Ruggedness to shifts and distortion in the image

Detection using CNN is rugged to distortions such as change in shape because of camera lens, different lighting conditions, different poses, presence of partial occlusions, horizontal and vertical shifts, etc. It is because CNNs are shift invariant, since the same weight configuration is used across space.

Fewer memory requirements

In the convolutional layer, the same coefficients are used across different locations in the space, so the memory requirement is drastically reduced.

Easier and better training

In a CNN, since the number of parameters is drastically reduced, training time is proportionately reduced.

Translational (In)Variance

Now, an image is a 2D data in the spatial sense, and it has objects distributed in its ‘region’.

What I mean is: an image is usually an image of an object. Say a cat. And a cat can be located anywhere in the image region. And there can be many such ‘objects’ in the given image, and they can be spatially disbursed around its planar region. An image of a traffic signal, for example, in which there are many objects of many kinds.

But neural networks of dense type (as in Multi-Layer Perceptron) take in features with no regard to their spatial position in the planar region of the image. The two-dimensional nature of the image gets lost when it is ‘FLATTENED’ before we feed the features (digit values) into the network.

So there is a loss of information. The MLP can learn to know which object is in the image, but it cannot learn where it is. In other words, the MLPs are translationally variant.

Convolution makes a network translationally invariant.

On Convolution operation — The big question

Convolution operation improves the neural network in the sense that it is now able to recognize an object no matter where it is moved within the image.

Unlike a normal dense layer, where every node is connected to every other node, a convolution layer breaks apart the image in a special way so that it can recognize the same object in different locations in the image-space.

There are a few ‘steps’ involved.

The first step is to break the image into small, overlapping tiles. A small window (kernel/filter) is passed over the image- as in: it translates across the entire image-space. And every time it lands somewhere, it output a new image-tile.

Now we have a set of tiles- in the next layer. And this set of image-tiles is now passed through the same neural network layer, where each tile is processed the same way and we save a value each time.

One can think it this way- By this process, in a way, we’re turning the image into an array, where each entry in the array represents whether the neural network thinks a certain pattern appears at that part of the image.

This exact process is again repeated, but with a different set of weights, creating another feature map that tells us whether a certain pattern appears in the image. But because we’re using different weights, the network looks for a pattern different from the first time.

We can repeat this process several times until we have several layers in our new array. This turns our original array into a 3D array called feature map. Each element in the array represents where a certain pattern occurs.

Feature map

The feature map stores the outputs of different convolution operations between different image sections and the filter(s). This is the input for the next pooling layer.

The number of elements in the feature map is equal to the number of different image sections that we obtained by moving the filter(s) on the image.

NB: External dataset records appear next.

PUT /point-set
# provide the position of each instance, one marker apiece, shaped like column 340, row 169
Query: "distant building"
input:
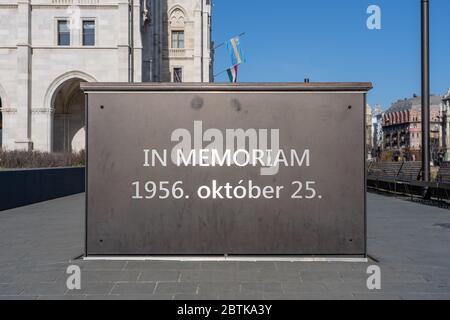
column 369, row 130
column 402, row 127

But because we are checking each tile of the original image, it doesn’t matter where in the image a pattern occurs. We can find it anywhere.

The feature map uses the information of these patterns to decide which of them are most important in determining the final output.

Adding a convolutional layer makes it possible for our neural network to be able to find the pattern, no matter where it appears in an image. And we can have several convolutional layers that repeat this process multiple times.

The idea is- we keep squishing down the image with each convolutional layer while still capturing the most important information from it, so that, by the time we reach the output layer, the neural network can identify whether or not the object appeared.